July 2, 2010 Volume 111 Number 13

This just in: DOL wins back pay for Umatilla workers, six months ago

When it comes to reporting on workers, the Northwest Labor Press has too little competition.

Staff at Operating Engineers Local 701 were surprised to read June 15 in the Oregonian that Umatilla Chemical Depot workers “are getting” $4.2 million in back pay.

Those checks went out last December to several hundred union members at the Depot, and the Labor Press reported it — six months before the state’s largest daily newspaper took notice. Workers there incinerate chemical agents like sarin nerve gas, and their employer, federal contractor URS EG&G, had not paid them for breaks, or for the time-consuming donning and doffing of life-saving protective gear.

More perplexing to Local 701’s Nelda Wilson, assistant to the business manager, was what was left out of the Oregonian article — the union’s role in the settlement.
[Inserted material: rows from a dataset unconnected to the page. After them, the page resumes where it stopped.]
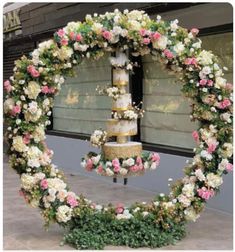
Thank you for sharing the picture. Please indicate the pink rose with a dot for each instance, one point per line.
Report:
(134, 168)
(229, 167)
(210, 83)
(139, 161)
(45, 89)
(107, 35)
(7, 86)
(72, 35)
(168, 54)
(146, 41)
(89, 165)
(61, 33)
(203, 82)
(100, 169)
(195, 136)
(194, 31)
(64, 41)
(44, 184)
(71, 200)
(143, 32)
(224, 104)
(119, 208)
(155, 157)
(78, 37)
(204, 193)
(229, 86)
(156, 35)
(16, 110)
(26, 138)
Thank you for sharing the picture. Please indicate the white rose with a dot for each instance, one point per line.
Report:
(64, 213)
(214, 180)
(32, 90)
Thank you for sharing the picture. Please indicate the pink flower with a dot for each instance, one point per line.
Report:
(89, 165)
(195, 136)
(45, 89)
(64, 41)
(44, 184)
(156, 35)
(71, 200)
(229, 86)
(203, 82)
(194, 31)
(72, 35)
(146, 41)
(134, 168)
(16, 110)
(26, 138)
(143, 32)
(119, 208)
(115, 162)
(168, 54)
(204, 193)
(155, 157)
(100, 169)
(107, 35)
(61, 33)
(210, 83)
(224, 104)
(229, 167)
(190, 61)
(7, 86)
(78, 37)
(139, 161)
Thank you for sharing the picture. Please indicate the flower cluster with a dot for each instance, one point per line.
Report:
(29, 99)
(98, 138)
(120, 166)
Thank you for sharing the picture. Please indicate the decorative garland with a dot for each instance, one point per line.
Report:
(30, 94)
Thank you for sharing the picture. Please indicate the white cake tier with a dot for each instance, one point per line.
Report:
(122, 103)
(121, 127)
(120, 77)
(114, 150)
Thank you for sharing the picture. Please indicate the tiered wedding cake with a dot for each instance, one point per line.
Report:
(121, 126)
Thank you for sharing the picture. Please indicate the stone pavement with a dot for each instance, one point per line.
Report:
(23, 225)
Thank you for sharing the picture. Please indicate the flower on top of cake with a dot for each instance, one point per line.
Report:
(110, 91)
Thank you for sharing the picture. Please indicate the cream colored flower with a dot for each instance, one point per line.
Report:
(214, 180)
(18, 144)
(64, 213)
(32, 90)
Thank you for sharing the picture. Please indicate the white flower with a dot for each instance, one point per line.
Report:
(161, 43)
(179, 48)
(109, 172)
(96, 159)
(206, 155)
(128, 162)
(184, 200)
(64, 213)
(205, 58)
(214, 180)
(80, 47)
(27, 181)
(190, 214)
(188, 190)
(18, 144)
(199, 174)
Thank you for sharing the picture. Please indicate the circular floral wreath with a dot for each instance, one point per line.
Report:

According to the newspaper, the back pay award came “after an investigation by the U.S. Department of Labor’s Wage and Hour Division,” when the agency’s Portland office “determined” that depot workers were underpaid.
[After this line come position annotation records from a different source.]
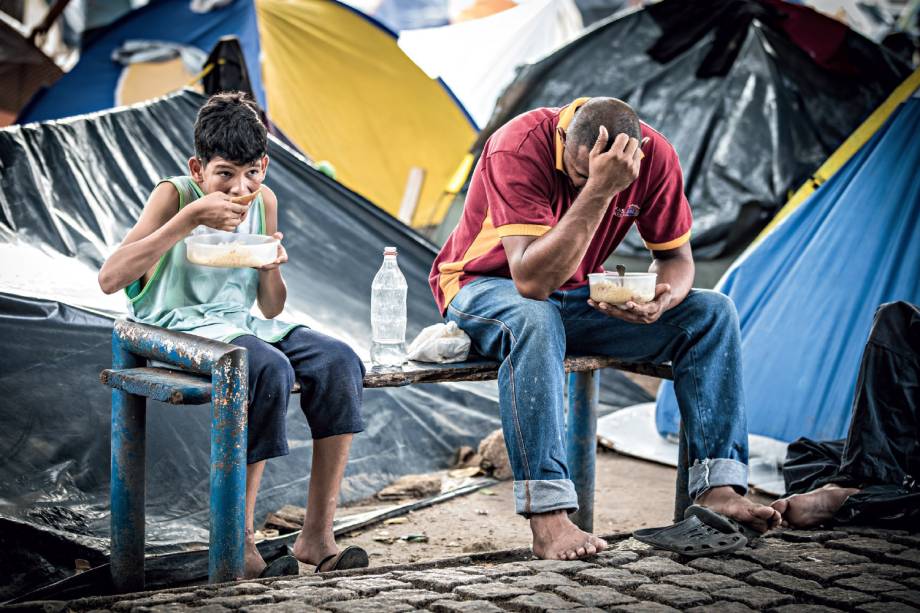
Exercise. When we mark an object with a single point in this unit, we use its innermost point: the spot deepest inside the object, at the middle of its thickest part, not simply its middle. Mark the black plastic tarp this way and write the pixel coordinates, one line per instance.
(753, 95)
(69, 191)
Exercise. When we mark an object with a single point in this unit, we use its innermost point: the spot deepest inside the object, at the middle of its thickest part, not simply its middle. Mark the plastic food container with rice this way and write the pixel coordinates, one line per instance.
(610, 287)
(231, 250)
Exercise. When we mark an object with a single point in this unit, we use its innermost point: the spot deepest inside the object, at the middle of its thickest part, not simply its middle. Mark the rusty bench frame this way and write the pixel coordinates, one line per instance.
(202, 371)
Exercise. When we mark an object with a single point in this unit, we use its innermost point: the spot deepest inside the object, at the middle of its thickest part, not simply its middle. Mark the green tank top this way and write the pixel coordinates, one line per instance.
(211, 302)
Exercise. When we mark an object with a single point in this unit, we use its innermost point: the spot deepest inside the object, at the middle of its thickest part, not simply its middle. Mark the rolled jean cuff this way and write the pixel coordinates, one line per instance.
(544, 496)
(707, 474)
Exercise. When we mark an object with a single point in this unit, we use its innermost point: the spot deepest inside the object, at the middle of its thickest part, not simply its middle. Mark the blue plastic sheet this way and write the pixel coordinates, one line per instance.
(807, 293)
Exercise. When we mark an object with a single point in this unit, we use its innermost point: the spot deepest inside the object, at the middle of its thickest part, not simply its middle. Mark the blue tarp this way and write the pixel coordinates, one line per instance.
(807, 293)
(91, 85)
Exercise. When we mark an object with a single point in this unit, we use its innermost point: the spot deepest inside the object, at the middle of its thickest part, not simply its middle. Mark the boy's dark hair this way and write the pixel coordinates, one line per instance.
(229, 126)
(616, 115)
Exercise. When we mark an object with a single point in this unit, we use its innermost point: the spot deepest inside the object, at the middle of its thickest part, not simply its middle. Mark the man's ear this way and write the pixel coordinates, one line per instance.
(195, 169)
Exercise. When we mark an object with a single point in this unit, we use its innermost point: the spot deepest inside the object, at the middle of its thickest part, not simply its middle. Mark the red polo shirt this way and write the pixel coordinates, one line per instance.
(519, 189)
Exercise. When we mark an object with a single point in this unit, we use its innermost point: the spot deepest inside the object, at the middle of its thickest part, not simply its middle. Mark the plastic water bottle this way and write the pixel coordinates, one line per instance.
(388, 313)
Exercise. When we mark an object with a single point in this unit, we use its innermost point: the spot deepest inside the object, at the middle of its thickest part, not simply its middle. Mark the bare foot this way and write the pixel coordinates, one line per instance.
(555, 537)
(728, 502)
(813, 508)
(314, 548)
(253, 564)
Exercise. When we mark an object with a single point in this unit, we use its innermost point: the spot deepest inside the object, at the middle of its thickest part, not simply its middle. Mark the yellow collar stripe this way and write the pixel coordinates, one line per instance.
(565, 119)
But as Labor Press readers may remember, Wilson and her Umatilla Chemical Depot members — as well as co-workers belonging to IBEW Local 112 — had to hound the Department of Labor (DOL) to enforce the law, even appealing to U.S. Senator Jeff Merkley’s office for help after

they grew impatient with the DOL’s bureaucratic delay.

Like dozens of other news outlets — Business Week, CNBC, USA Today, and regional papers — the Oregonian ran the story as it was produced by the Associated Press (AP). The AP story relied entirely on a June 14 DOL press release — nothing in the AP story is not in the release. DOL press spokesperson Jeanine Lupton said an AP staffperson asked no questions, only whether AP should use a Portland dateline.
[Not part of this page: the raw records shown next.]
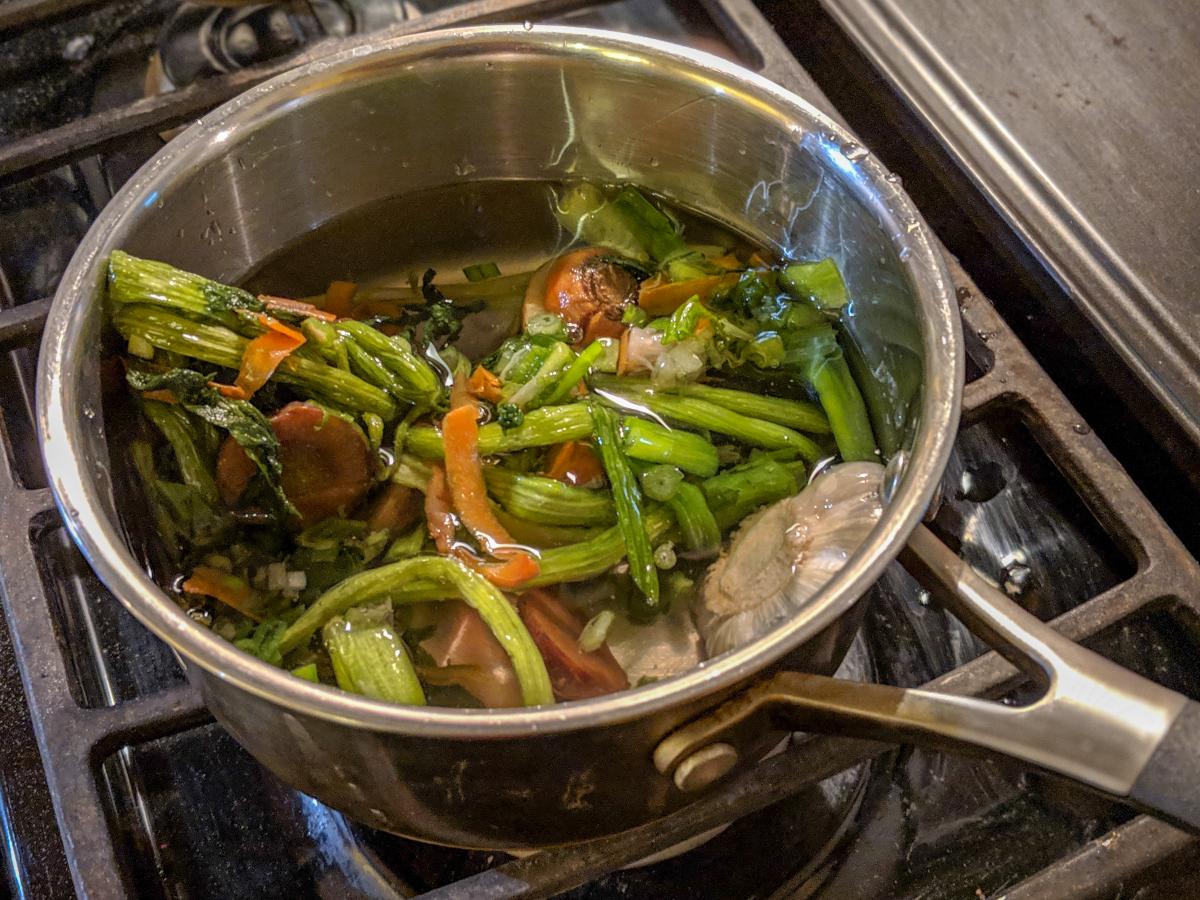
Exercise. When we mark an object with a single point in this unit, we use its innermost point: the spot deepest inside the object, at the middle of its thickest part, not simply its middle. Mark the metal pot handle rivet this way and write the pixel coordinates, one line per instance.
(1096, 723)
(705, 767)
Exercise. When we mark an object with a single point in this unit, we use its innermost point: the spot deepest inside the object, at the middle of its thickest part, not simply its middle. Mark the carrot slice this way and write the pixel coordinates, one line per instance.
(325, 461)
(234, 472)
(227, 588)
(660, 298)
(466, 653)
(484, 385)
(438, 515)
(339, 297)
(513, 573)
(262, 357)
(575, 463)
(298, 307)
(465, 473)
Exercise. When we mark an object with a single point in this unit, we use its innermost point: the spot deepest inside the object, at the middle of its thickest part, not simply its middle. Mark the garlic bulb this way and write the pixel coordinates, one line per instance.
(783, 556)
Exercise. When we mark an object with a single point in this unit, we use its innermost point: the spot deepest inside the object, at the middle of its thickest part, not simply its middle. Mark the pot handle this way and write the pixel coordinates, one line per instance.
(1096, 721)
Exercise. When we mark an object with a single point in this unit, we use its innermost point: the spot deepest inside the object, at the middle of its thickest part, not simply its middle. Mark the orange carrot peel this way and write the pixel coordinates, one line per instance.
(228, 588)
The anonymous AP press release re-writer did leave out this self-serving quote, attributed to U.S. Secretary of Labor Hilda Solis: “The U.S. Department of Labor will not hesitate to take action against employers that violate our laws. I am proud of the hard work of our investigators in recovering back wages for these working families.”

Wilson, hearing that quote, said it felt like her head was about to explode. “That’s total bullshit,” Wilson said. “Their investigators screwed it up the first time. Our guys had this huge action to get this done.”

As early as 2003, Local 701 had written to the DOL, complaining of the violations. No action. Then in 2008, an alert union steward learned that URS EG&G had settled a lawsuit over the same practices at its facility in Utah. The union hounded DOL to take action. But DOL let URS EG&G off the hook for the first four years of violations; the $4.2 million payout covers only two years. And the DOL agent assigned to the case low-balled the settlement amount for that period, re-doing the calculation after the unions complained. When Wilson wrote to Solis seeking her personal intervention, she got back a formulaic response: Solis said she was confident the agency’s field investigators would take care of it. In the end, DOL dragged its feet approving the settlement, months after the company and union had agreed on terms.

But only the Labor Press reported any of that.